The Perl Toolchain Summit needs more sponsors. If your company depends on Perl, please support this very important event.

NAME

Sah - Schema for data structures (specification)

VERSION

version 0.9.3

OVERVIEW

This document specifies Sah, a schema language for validating data structures. Some features of this schema language:

  • Written as data structure

    A Sah schema is just a normal data structure. Using data structures as schemas simplifies parsing and enables easier manipulation (composition, merging, etc) of schemas as well validation of the schemas themselves.

  • Emphasis on reusability

    A schema can be defined in terms of (based of) other schemas. An example:

     # schema: even (even numbers)
     [int => {div_by=>2}]
    
     # schema: pos_even (positive even numbers)
     [even => {min=>0}]

    In the above example, pos_even is defined in terms of even with an additional clause (min=>0). As a matter of fact you can also override and remove clauses from your base schema, for even more flexibility.

     # schema: pos_even_or_odd (positive even or odd numbers)
     [pos_even => {"[merge!]div_by"=>2}] # remove the div_by clause

    The above example makes pos_even_or_odd effectively equivalent to positive integer.

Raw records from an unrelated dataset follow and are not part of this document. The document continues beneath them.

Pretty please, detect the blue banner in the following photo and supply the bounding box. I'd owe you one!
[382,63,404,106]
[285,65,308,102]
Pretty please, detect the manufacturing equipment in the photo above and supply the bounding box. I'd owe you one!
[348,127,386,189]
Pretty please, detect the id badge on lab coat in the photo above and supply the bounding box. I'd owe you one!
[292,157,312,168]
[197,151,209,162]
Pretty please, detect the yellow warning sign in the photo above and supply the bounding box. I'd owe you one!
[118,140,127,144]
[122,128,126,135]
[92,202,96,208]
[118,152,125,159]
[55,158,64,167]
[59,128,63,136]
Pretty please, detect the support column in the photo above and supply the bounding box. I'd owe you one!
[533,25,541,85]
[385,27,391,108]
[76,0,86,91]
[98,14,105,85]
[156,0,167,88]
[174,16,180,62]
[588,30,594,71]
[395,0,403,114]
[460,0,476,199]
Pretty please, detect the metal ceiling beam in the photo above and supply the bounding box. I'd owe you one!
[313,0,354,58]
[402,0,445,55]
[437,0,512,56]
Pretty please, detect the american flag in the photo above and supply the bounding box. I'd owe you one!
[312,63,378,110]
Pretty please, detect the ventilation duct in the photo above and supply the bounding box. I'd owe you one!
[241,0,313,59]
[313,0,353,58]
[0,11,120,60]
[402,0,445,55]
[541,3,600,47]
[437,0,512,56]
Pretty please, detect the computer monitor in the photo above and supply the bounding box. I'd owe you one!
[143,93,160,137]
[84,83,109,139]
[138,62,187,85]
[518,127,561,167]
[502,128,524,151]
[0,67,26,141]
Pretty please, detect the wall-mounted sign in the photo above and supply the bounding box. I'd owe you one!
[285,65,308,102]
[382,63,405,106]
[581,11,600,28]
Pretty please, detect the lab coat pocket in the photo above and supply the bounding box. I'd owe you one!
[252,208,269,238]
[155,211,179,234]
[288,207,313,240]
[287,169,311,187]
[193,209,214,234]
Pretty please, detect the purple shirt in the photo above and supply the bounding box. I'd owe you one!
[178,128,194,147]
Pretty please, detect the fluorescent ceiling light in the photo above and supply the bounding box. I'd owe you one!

    For schema-local definition, you can also define schemas within schemas:

     # dice_throws: array of dice throw results
     ["array*" => {of => 'dice_throw*'},
      {def => {
          dice_throw => [int => {between=>[1, 6]}],
      }},
     ]

    The dice_throw schema will only be visible from within the dice_throws.

SPECIFICATION VERSION

0.9

STATUS

In the 0.9.0 series, there will probably still be incompatible syntax changes between revision before the spec stabilizes into 1.0 series.

TERMINOLOGY

Although it can contain extra stuffs, a schema is essentially a type definition, stating a set of valid values for data. Sah defines several basic types like "bool", "int", "str", "array", "hash", and a few others.

A type can have clauses, which mostly declare constraints. When validating data each clause will be tested and must succeed for the whole validation to succeed (there are exceptions, but it is not important right now). Aside from declaring constraints, clauses can also declare other stuff like default value (the default clause), store metadata (the summary, description, tags clauses), etc.

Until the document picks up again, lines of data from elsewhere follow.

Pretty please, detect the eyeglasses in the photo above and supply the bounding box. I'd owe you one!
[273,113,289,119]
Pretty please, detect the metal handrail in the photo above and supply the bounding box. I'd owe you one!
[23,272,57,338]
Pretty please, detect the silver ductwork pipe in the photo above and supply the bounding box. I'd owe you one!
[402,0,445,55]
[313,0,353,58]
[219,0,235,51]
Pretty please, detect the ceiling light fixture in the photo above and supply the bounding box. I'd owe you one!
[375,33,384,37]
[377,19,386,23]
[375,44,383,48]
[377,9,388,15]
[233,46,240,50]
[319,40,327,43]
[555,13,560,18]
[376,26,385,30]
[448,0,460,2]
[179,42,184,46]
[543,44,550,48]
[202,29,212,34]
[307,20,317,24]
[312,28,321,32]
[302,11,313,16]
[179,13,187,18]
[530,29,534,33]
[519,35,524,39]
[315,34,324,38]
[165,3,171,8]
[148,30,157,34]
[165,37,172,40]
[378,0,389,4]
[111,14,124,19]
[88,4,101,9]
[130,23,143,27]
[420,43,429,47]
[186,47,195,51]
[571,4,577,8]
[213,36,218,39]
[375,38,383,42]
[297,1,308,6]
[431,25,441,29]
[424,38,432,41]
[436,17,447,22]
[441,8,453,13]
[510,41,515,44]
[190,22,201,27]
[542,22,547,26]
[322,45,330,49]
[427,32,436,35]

A Clause set is just a set of clauses, written in a defhash (see DefHash). Defhash properties map to Sah clauses, while defhash property attributes map to Sah clause attributes. A Sah schema is essentially comprised of type name and a clause set.

Base schema. You can define a schema, declare it as a new type, and then write subsequent schemas against that type, along with additional clauses. This is very much like subtyping. See "BASE SCHEMA" for more information.

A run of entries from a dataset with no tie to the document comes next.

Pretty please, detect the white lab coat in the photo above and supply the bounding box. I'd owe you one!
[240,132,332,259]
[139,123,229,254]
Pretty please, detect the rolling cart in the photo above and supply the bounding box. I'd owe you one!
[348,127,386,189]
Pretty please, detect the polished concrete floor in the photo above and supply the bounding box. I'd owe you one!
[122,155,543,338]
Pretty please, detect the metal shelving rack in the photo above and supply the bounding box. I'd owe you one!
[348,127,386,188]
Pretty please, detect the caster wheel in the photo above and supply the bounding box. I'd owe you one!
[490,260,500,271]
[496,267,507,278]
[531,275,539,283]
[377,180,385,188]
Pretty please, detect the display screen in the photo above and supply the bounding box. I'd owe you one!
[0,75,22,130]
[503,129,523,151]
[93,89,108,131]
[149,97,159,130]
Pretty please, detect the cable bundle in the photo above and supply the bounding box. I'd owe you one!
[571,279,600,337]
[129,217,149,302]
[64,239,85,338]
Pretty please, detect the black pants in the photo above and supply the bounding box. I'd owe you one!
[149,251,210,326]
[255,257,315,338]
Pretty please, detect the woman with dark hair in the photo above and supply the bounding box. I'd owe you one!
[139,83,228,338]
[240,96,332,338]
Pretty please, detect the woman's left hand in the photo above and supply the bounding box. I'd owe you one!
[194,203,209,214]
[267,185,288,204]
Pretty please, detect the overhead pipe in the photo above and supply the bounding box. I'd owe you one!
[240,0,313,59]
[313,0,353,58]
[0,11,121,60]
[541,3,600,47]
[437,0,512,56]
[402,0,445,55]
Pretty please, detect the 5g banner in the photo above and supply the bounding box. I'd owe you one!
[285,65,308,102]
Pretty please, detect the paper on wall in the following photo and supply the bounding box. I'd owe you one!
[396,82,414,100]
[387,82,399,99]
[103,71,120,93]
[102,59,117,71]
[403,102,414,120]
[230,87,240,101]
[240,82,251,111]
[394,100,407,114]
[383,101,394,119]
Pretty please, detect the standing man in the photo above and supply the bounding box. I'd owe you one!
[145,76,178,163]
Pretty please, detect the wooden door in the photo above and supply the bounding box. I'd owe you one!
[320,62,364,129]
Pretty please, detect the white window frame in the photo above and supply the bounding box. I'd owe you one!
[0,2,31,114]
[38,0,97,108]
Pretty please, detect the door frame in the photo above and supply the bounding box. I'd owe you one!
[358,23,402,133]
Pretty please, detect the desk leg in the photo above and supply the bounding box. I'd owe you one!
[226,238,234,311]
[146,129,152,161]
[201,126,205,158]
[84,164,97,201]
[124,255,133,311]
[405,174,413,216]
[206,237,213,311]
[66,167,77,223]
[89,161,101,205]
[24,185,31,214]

Type can also have type property (not to be confused with properties from the DefHash terminology, which map to clauses in Sah). For example, the type str can have the following properties: length (an integer). The type email_address might have the following properties local (the local part, the part before the last @, a string) and domain (the part after the last @, a string). Type properties can also have parameters, for example the type email might have a property called header(header=>'subject').

Types are usually implemented in the target language using classes, and type properties using (class instance) methods. To retrieve a property's value, a method with the same name as the property's method is called.

GENERAL STRUCTURE

Sah schema is an array:

 [TYPE_NAME, CLAUSE_SET, EXTRAS]

TYPE_NAME is a string and must be started by a letter/underscore and contain only letters/numbers/underscores. CLAUSE_SET and EXTRAS are optional.

Examples:

 ['int']
 ['int', {min=>1, max=>10}]

If you don't have EXTRAS, you can also write it like this (saves a couple of characters):

 ["int", min=>1, max=>10]

If you don't have any clauses, you can use the scalar/string form:

 "int"

EXTRAS is a hashref. Currently the only known key is def, for defining base schemas locally (see "BASE SCHEMA" for more information). The other keys are reserved for future use.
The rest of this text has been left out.